Raising kind kids

Being nice to others can have far-reaching results.

By Donna Fleming

My Nana had a favourite saying: “It’s nice to be important, but it is more important to be nice.”

Kindness is a very underrated personality trait. Many parents would rather their kids were strong, smart or hard-working. Yet being kind is important because not only does it help other people, but it can make you feel better about yourself.

A Canadian study has found that children who regularly carry out simple acts of kindness towards others have a greater sense of wellbeing and self-esteem. Encouraging children to be kind to those around them may reduce the incidence of bullying.

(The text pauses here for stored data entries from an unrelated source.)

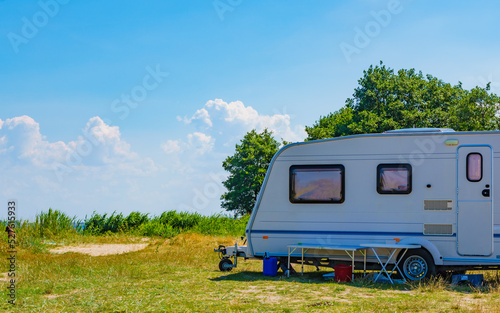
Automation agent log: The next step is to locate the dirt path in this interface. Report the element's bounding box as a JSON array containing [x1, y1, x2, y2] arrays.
[[49, 243, 149, 256]]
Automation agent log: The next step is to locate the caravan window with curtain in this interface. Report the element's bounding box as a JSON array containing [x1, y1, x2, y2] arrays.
[[466, 153, 482, 182], [377, 164, 412, 194], [290, 165, 345, 203]]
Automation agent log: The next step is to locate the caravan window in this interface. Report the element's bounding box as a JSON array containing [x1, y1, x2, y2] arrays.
[[466, 153, 482, 182], [377, 164, 412, 194], [290, 165, 345, 203]]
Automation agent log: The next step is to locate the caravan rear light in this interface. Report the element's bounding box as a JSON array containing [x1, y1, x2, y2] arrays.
[[263, 236, 269, 239]]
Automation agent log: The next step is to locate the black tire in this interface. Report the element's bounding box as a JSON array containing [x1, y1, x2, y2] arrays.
[[399, 248, 436, 281], [219, 258, 233, 272]]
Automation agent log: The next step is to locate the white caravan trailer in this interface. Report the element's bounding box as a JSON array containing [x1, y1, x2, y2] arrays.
[[216, 129, 499, 281]]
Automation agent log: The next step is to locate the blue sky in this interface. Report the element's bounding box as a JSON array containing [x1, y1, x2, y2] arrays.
[[1, 0, 499, 220]]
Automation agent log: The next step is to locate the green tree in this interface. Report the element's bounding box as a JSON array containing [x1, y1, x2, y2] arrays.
[[306, 62, 500, 140], [221, 129, 282, 216]]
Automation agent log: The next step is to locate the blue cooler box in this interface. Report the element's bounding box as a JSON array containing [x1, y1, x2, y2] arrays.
[[263, 257, 278, 276]]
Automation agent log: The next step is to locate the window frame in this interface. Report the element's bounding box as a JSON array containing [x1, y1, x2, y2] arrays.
[[377, 163, 412, 195], [289, 164, 345, 204], [466, 153, 483, 182]]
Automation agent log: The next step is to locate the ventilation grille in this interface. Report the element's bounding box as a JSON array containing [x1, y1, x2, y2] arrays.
[[424, 224, 453, 235], [424, 200, 452, 211]]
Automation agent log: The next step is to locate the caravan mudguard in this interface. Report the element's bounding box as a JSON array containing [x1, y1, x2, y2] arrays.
[[398, 237, 444, 265]]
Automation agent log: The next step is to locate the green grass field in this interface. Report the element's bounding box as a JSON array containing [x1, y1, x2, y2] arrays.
[[1, 232, 500, 312], [2, 210, 500, 312]]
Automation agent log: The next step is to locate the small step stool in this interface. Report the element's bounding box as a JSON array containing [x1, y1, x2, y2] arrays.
[[451, 274, 483, 288]]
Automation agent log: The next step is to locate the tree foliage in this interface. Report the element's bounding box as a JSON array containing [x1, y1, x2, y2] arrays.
[[306, 62, 500, 140], [221, 129, 282, 216]]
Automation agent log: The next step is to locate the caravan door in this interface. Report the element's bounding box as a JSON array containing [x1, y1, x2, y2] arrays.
[[457, 145, 493, 256]]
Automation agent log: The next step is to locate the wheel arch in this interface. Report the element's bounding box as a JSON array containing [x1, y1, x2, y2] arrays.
[[398, 237, 443, 265]]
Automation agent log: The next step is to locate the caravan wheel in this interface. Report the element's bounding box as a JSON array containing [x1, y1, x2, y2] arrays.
[[219, 258, 233, 272], [400, 249, 436, 281]]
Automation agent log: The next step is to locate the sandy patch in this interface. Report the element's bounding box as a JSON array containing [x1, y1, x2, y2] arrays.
[[49, 243, 148, 256]]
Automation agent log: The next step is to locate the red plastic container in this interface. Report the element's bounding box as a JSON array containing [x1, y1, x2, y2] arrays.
[[334, 264, 352, 282]]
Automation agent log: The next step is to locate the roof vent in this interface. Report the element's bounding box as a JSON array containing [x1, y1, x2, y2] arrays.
[[384, 128, 455, 134]]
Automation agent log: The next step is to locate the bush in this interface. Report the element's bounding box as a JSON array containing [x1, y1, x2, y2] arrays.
[[126, 211, 149, 229], [158, 211, 202, 230], [194, 214, 249, 236], [35, 208, 76, 238], [0, 209, 78, 251], [82, 212, 107, 234], [4, 210, 250, 243], [137, 220, 177, 238]]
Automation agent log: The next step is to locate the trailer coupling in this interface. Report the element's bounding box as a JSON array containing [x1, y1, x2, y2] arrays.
[[214, 237, 248, 271]]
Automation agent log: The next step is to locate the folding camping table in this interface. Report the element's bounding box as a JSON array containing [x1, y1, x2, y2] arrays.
[[287, 244, 367, 281], [287, 243, 422, 284], [360, 243, 421, 284]]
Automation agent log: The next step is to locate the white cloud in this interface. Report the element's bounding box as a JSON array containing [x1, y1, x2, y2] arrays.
[[0, 100, 306, 220], [67, 117, 147, 166], [180, 108, 212, 127], [0, 115, 160, 220], [161, 132, 214, 157], [207, 99, 259, 124], [163, 99, 306, 180], [0, 115, 71, 167], [187, 132, 214, 155], [180, 99, 306, 142], [0, 115, 156, 176], [157, 99, 307, 217], [161, 140, 182, 154]]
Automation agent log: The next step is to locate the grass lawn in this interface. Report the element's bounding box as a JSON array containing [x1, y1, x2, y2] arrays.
[[2, 233, 500, 312]]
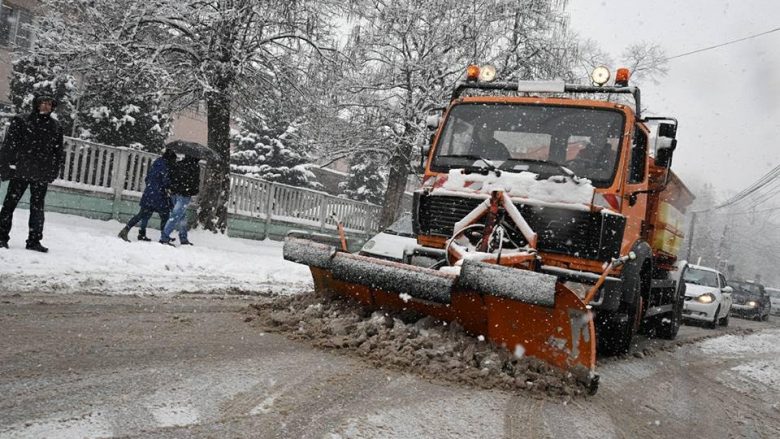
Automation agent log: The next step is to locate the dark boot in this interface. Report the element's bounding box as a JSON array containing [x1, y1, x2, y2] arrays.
[[137, 231, 151, 242], [118, 227, 130, 242], [26, 241, 49, 253], [159, 237, 176, 247]]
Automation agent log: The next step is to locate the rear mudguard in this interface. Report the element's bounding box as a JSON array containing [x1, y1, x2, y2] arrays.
[[284, 237, 598, 392]]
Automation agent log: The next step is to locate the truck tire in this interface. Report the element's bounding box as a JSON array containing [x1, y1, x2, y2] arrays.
[[596, 297, 642, 356], [597, 253, 650, 356], [718, 314, 729, 326], [656, 294, 683, 339], [655, 273, 685, 340]]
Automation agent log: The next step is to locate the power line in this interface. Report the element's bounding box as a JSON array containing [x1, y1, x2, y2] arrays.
[[712, 163, 780, 210], [666, 26, 780, 60]]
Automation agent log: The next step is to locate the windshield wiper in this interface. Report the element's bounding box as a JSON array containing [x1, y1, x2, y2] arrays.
[[438, 154, 499, 174], [500, 158, 581, 184]]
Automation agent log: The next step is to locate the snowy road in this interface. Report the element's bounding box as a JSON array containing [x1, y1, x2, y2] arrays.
[[1, 293, 778, 438]]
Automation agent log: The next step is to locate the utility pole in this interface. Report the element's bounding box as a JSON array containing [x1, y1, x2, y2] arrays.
[[685, 211, 697, 261]]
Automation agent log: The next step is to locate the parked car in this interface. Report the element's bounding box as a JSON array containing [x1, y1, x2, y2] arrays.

We are all born with the capacity to act kindly towards others, although some of us are naturally more caring than others. But we may lose some of our compassionate spirit as we age, due to our environment and the experiences we have in life. If we all made kindness a priority, the world would be a much nicer and happier place.

Encouraging your kids to be kind can have wide-reaching consequences, both for them and the people with whom they come into contact.

How to raise kind kids

• Make being kind a rule in your house. Let the kids know that it’s something you expect them to stick to all the time – even if others have been less than kind to them.

• Be a good role model. You can’t expect your children to be thoughtful human beings if you’re not. And don’t just talk about being kind – demonstrate it to them.

• Celebrate kindness. When your children do something nice for someone else, show your appreciation and praise them for their good deed.

• Talk about kindness. At dinner time, discuss what they did today that was kind. Did they see other people being kind? Let them watch those YouTube videos of people all over the world doing thoughtful things for others and discuss how it makes them feel.

• Practice being kind. Get them to make a point of doing random acts of kindness every day – even if it is just telling someone they look nice or holding a door open for strangers. If your kids struggle with being thoughtful, try role-playing different scenarios and show them how to behave kindly in situations in which they might find themselves.

• Talk about how other people have feelings just like them, and try to get your children to realise how their actions impact on other people. Role-playing can also help here.